The Georgia State University/Georgia Institute of Technology/Emory University Center for Translational Research in Neuroimaging and Data Science (TReNDS) is focused on developing advanced analytic approaches and neuroinformatics tools that leverage brain imaging data, with a goal of translating these approaches into biomarkers that help solve issues related to brain health and disease. Large-scale data sharing and multimodal data fusion techniques are the underpinnings of our approach. We develop state-of-the-art signal processing and web-based solutions to further this goal.
About the Team
Georgia State University’s new Center for Translational Research in Neuroimaging and Data Science (TReNDS) is looking for a post-doctoral associate to join our machine learning core team to engage students in learning the technical skills that industry increasingly expects from Data Scientists. Big Data comes from the Internet of Things (IoT), robotics, autonomous vehicles, and other IT-related fields such as scientific labs working with medical or remote-sensing data, companies specializing in big data processing and analysis, cloud storage and computing services.
About the Role
The Post-Doctoral Associate in this position will work in a multi-disciplinary and multi-institutional collaborative environment developing models capable of learning from high-dimensional brain imaging data and transfer to application settings where labels are rarely available and data is usually scarce. The person in this position will work under the supervision of Dr. Sergey Plis, Associate Professor in Computer Science and Director of the TReNDS Machine Learning Core.

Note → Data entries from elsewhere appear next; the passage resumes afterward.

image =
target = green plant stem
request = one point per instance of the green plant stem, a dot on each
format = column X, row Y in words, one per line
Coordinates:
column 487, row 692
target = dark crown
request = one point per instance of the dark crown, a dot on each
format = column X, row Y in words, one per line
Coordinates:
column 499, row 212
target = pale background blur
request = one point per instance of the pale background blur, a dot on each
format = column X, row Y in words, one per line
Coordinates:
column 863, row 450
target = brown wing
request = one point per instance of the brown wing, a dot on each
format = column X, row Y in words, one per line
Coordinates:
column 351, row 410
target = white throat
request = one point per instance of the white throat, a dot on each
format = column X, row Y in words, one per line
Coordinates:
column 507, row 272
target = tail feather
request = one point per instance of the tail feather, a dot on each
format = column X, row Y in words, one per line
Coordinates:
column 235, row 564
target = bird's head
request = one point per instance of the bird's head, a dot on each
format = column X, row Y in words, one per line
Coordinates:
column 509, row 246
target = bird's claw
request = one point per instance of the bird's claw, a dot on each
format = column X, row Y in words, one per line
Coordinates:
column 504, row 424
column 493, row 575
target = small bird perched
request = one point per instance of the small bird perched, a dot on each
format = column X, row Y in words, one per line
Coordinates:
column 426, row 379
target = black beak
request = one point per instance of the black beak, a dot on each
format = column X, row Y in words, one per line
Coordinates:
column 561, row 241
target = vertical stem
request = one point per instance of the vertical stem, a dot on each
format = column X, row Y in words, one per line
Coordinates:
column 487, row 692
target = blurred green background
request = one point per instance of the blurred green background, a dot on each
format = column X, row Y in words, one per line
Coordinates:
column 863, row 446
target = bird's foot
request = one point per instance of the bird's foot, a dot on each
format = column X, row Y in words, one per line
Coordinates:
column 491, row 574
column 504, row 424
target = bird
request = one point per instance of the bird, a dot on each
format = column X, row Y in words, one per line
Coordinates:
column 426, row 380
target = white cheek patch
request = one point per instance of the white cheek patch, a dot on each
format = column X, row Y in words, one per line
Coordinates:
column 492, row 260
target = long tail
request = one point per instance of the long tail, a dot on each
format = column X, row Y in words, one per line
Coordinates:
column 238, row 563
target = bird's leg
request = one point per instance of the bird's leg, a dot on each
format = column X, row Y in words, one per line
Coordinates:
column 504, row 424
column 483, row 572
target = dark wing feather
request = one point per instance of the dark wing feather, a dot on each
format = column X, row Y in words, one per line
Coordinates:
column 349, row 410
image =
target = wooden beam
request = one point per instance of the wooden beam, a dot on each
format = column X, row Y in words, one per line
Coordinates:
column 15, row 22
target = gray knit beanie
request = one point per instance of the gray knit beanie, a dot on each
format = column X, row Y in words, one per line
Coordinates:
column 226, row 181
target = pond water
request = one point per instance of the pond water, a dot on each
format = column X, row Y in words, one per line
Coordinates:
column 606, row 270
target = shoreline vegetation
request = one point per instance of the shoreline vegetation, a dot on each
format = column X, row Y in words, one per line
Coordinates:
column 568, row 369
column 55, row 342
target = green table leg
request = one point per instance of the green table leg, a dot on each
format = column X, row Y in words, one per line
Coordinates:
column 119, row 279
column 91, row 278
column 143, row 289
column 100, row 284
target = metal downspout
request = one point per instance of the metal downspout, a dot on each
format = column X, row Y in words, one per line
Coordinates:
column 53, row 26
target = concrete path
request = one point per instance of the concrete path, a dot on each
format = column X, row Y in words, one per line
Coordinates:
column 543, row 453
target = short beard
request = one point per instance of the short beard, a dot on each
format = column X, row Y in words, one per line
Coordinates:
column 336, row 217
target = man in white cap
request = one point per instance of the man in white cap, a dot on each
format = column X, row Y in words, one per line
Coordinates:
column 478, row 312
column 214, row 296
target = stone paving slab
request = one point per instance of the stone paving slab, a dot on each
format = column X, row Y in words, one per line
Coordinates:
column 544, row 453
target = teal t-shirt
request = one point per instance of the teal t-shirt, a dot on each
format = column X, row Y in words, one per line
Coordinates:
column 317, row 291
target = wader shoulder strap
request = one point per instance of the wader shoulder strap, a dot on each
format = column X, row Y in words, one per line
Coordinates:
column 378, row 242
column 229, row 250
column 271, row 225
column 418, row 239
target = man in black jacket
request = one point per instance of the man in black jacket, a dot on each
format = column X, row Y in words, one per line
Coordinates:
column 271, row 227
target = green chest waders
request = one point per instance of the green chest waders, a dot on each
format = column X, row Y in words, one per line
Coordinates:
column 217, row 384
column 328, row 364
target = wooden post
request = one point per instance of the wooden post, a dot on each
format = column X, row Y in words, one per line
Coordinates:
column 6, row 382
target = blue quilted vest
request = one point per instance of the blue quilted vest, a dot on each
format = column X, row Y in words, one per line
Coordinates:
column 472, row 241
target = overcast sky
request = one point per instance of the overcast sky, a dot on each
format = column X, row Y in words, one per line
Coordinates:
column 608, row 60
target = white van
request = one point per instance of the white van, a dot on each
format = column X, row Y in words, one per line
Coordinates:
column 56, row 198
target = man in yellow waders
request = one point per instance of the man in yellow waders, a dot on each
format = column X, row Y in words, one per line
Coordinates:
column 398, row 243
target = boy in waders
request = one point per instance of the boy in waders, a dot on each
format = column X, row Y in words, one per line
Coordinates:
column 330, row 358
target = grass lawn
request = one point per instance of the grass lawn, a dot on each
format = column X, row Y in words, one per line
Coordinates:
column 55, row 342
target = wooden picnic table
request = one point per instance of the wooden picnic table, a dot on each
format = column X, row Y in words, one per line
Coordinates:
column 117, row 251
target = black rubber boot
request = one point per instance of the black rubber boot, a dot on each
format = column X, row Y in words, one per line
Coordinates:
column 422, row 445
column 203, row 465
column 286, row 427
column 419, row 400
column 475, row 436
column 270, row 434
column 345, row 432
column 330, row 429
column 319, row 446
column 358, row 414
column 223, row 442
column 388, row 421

Primary Duties and Responsibilities
– Develop novel deep learning models for 3D and 4D image processing with application to brain imaging and a focus on building robust and easy to use models.
– Joining our group you will work in a multi-disciplinary and multi-institutional research team on developing models capable of learning from high-dimensional brain imaging data and transfer to application settings where labels are rarely available and data is usually scarce.
– Your tasks include conducting original research on the development of these models, and unsupervised, or self-supervised ways to train them, publish papers on your findings at machine learning conferences and in brain imaging journals, work with PhD students from GSU, GATech, and Emory (with an opportunity to co-supervise), and mentor developers working on implementing distributed training of these models.
Preferred Hiring Qualifications
– PhD or equivalent in computational fields and/or experience with biomedical data are required.
– Strong quantitative background, computational and analytic, and programming experience in python.
– Understanding of the relevant literature
– Ability to conduct research reflected in a publication record.